The key factor in my vinyl's superiority seems to be: very high-quality pressings from an analog source. Modern digital source pressings can sound virtually identical to CD. The best analog I heard, period, was actually from a reel-to-reel deck at AXPONA a few years back. No digital system I've heard approached that.
What are you in it for?

Some LPs sound better than CDs. Some CDs sound better than the same content on LPs. Can you find a clean copy of a given album on LP? Maybe. Is it a good pressing of that LP? Are there important extra tracks on the CD? Is is the best CD remastering, since CD releases can vary in quality dramatically. This is not a simple question.

If you’re in it for the music, there is a lot of great stuff on CD that was never offered on LP. Live jazz recordings for example. There are historic recordings that have been dramatically cleaned up using modern technology that either sound much better than the LP release or were never released on LP, especially classical performances. If you like opera, not only do the CDs often sound better, but that’s many fewer sides to get up and flip.

Availability is key, too. There are "ethnographic" recordings and recordings of the traditional music from around the world that offer a much richer selection on CD. If you have interest in Hindustani and Carnatic music, a CD player is a must.

When I am looking for a piece of music that was recorded in the analog days, I read up on which sounds best. Recommend Steve Hoffman’s forum.

Mind you, I keep a Victrola because some 78s will just never sound as good any other way. Listen to Ellington’s Blanton/Webster recordings or the Paul Whiteman "potato head" 78s or even early bebop in good shape on a quality gramophone- nothing like hearing horns through a horn.

Bottom line: I’m as concerned as anyone about quality of reproduction. But I am in it for the music. I go where the music is.
kren0006: So then, if we can agree that a top $300 digital front end beats a top $300 analog front end, how high up the source cost ladder must one climb before analog overtakes?
Millercarbon:
Well my 1976 Technics SL1700 was still in its box in the garage so I dug it out hooked it up and spent the rest of the day flabbergasted how easily this ancient relic clobbered CD. Wife came home and agreed.


What I neglected to mention, the cantilever got bent somehow and was eyeballed straight with pliers. That table was about $325 new in 1976. The California Audio Labs CDP it clobbered was three times the price. So I think it safe to say no amount of money will suffice. Analog, even with a bent cantilever, is street level.
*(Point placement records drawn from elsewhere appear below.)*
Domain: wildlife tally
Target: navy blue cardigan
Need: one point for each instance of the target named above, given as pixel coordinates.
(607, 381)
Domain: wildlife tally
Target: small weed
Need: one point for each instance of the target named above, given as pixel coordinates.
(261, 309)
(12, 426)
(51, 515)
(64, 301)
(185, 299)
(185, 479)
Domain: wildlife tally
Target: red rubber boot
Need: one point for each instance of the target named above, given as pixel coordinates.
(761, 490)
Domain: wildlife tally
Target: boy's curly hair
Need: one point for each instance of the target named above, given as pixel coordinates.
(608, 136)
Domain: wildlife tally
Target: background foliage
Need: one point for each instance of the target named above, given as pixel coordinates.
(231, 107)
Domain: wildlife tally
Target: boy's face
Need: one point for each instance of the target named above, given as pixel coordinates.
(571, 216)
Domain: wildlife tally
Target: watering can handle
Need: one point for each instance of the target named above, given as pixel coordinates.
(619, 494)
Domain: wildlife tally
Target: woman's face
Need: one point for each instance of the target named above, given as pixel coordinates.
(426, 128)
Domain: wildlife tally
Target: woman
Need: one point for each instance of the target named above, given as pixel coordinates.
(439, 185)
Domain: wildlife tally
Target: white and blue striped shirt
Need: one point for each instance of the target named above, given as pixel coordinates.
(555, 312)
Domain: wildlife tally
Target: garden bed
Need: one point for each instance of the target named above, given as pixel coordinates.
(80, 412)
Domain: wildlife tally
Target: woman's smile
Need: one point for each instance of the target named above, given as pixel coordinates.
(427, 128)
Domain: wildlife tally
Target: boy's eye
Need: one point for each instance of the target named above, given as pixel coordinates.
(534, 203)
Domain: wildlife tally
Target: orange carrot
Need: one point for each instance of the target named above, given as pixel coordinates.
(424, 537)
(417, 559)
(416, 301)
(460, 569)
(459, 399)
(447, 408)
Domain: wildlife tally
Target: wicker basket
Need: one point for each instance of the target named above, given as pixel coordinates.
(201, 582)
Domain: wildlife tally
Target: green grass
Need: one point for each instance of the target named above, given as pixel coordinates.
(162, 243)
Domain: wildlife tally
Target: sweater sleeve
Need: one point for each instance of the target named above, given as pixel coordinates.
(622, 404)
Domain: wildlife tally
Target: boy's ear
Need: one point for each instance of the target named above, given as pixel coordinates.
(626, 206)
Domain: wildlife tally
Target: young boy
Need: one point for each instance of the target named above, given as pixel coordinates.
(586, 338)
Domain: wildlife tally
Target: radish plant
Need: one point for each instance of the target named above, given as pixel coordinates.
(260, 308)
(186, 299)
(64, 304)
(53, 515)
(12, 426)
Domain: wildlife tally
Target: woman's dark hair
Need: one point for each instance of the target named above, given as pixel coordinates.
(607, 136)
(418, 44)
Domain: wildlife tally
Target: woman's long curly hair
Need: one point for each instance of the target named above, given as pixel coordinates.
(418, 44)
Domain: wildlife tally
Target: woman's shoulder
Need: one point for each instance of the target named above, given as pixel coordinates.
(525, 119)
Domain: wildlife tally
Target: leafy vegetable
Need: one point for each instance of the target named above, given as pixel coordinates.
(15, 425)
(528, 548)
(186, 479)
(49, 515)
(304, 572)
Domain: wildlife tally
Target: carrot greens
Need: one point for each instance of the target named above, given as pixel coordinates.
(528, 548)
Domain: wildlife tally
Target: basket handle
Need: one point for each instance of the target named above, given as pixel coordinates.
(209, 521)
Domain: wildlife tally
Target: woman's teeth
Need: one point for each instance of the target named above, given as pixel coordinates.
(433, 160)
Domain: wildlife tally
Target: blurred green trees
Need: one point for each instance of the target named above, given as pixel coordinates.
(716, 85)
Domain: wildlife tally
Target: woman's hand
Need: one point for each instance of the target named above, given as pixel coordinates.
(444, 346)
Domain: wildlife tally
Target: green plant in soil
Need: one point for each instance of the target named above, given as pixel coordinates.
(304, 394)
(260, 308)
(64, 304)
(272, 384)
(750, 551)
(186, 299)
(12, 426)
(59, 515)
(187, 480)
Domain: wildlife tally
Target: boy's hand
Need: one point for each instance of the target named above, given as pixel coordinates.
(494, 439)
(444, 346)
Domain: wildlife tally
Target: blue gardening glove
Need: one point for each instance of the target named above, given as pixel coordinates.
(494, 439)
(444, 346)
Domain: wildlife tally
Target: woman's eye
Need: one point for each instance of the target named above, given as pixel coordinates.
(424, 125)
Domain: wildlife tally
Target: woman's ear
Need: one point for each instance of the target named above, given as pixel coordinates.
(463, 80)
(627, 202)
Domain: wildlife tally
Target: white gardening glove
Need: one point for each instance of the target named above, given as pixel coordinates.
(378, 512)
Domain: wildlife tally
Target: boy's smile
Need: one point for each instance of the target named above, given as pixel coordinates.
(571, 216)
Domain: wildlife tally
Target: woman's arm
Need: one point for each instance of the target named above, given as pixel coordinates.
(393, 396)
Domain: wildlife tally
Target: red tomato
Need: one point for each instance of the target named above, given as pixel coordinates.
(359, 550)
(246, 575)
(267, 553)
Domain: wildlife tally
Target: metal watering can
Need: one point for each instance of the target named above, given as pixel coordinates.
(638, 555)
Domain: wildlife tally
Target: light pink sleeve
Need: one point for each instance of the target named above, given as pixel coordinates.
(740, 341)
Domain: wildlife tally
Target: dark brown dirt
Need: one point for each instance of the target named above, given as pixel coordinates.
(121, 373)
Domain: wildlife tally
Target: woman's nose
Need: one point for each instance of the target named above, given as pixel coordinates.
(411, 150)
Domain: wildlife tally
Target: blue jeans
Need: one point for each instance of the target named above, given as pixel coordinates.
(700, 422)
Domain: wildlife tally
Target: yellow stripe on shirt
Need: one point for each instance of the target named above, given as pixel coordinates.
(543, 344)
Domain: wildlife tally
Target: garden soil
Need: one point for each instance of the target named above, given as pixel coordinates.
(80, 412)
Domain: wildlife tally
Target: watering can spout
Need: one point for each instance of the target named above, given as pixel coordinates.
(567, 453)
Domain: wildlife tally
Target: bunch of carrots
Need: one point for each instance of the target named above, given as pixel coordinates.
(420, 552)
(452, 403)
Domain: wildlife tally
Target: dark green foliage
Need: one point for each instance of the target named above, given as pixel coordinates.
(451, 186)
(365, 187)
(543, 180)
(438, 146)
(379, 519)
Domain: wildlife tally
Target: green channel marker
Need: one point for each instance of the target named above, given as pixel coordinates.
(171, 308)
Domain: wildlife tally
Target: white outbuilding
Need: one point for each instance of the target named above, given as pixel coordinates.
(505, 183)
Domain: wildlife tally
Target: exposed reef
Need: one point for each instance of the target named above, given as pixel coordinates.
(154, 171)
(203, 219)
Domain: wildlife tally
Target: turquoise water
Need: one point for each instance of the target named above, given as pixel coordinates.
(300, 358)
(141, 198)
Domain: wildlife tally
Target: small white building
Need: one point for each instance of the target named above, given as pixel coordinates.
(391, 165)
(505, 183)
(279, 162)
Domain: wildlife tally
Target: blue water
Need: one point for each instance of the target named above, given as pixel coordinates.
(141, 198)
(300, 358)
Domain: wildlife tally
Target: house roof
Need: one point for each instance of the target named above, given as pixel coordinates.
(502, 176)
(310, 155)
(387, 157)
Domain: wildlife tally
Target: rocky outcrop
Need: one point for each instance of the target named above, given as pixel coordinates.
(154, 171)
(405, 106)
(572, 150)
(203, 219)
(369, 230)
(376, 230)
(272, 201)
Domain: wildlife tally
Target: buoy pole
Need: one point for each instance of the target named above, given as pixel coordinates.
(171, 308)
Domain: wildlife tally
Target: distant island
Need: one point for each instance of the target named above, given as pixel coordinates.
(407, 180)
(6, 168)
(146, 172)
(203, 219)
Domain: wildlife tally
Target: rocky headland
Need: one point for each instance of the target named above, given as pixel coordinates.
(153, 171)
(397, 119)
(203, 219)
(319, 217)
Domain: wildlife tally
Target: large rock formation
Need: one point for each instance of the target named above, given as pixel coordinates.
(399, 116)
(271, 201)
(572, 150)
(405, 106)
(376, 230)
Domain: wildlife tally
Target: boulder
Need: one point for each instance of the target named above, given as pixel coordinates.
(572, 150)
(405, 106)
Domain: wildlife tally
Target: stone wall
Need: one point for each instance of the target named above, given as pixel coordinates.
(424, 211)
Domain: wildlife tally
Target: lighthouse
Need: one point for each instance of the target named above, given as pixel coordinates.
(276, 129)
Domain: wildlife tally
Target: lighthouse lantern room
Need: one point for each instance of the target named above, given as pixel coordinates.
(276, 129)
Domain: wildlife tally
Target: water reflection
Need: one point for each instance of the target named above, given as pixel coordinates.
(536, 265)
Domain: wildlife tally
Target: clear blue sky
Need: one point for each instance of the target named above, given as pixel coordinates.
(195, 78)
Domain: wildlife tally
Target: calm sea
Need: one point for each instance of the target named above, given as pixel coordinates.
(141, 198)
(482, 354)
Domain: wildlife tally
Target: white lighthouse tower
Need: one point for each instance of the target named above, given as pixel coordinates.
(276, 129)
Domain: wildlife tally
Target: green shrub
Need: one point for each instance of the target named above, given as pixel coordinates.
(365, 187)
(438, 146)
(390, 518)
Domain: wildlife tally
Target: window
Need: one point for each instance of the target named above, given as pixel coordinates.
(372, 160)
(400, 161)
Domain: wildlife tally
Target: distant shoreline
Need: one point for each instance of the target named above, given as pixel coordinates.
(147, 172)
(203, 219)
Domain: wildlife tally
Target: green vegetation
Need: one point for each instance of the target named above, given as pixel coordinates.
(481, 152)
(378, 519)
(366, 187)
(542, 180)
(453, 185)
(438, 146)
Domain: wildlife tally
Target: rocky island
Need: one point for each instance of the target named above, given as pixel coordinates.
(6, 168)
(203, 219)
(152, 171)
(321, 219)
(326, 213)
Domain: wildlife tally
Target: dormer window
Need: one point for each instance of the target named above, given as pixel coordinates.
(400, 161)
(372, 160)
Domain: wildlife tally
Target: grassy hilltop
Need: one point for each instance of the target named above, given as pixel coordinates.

The source cost ladder you are talking about for digital does not climb up, it descends down through a manhole into the darkness. 

Granted, if what you do is tick off boxes on your typical audiophile checklist then a lot of those cheap old turntables are going to come up short. In fact if you are entrenched to the point of refusing to accept what you hear to the point you require every item on the list to be better, well then I give up you win. Because as we all know all you have to do is say, "noise" and digital wins hands down.  

Which is why I said up front the only ones like this are audiophiles. Normal people do not listen with a pencil in one hand and a list in the other. Normal people simply experience music. When that is the criteria records are unbeatable, and its not even close.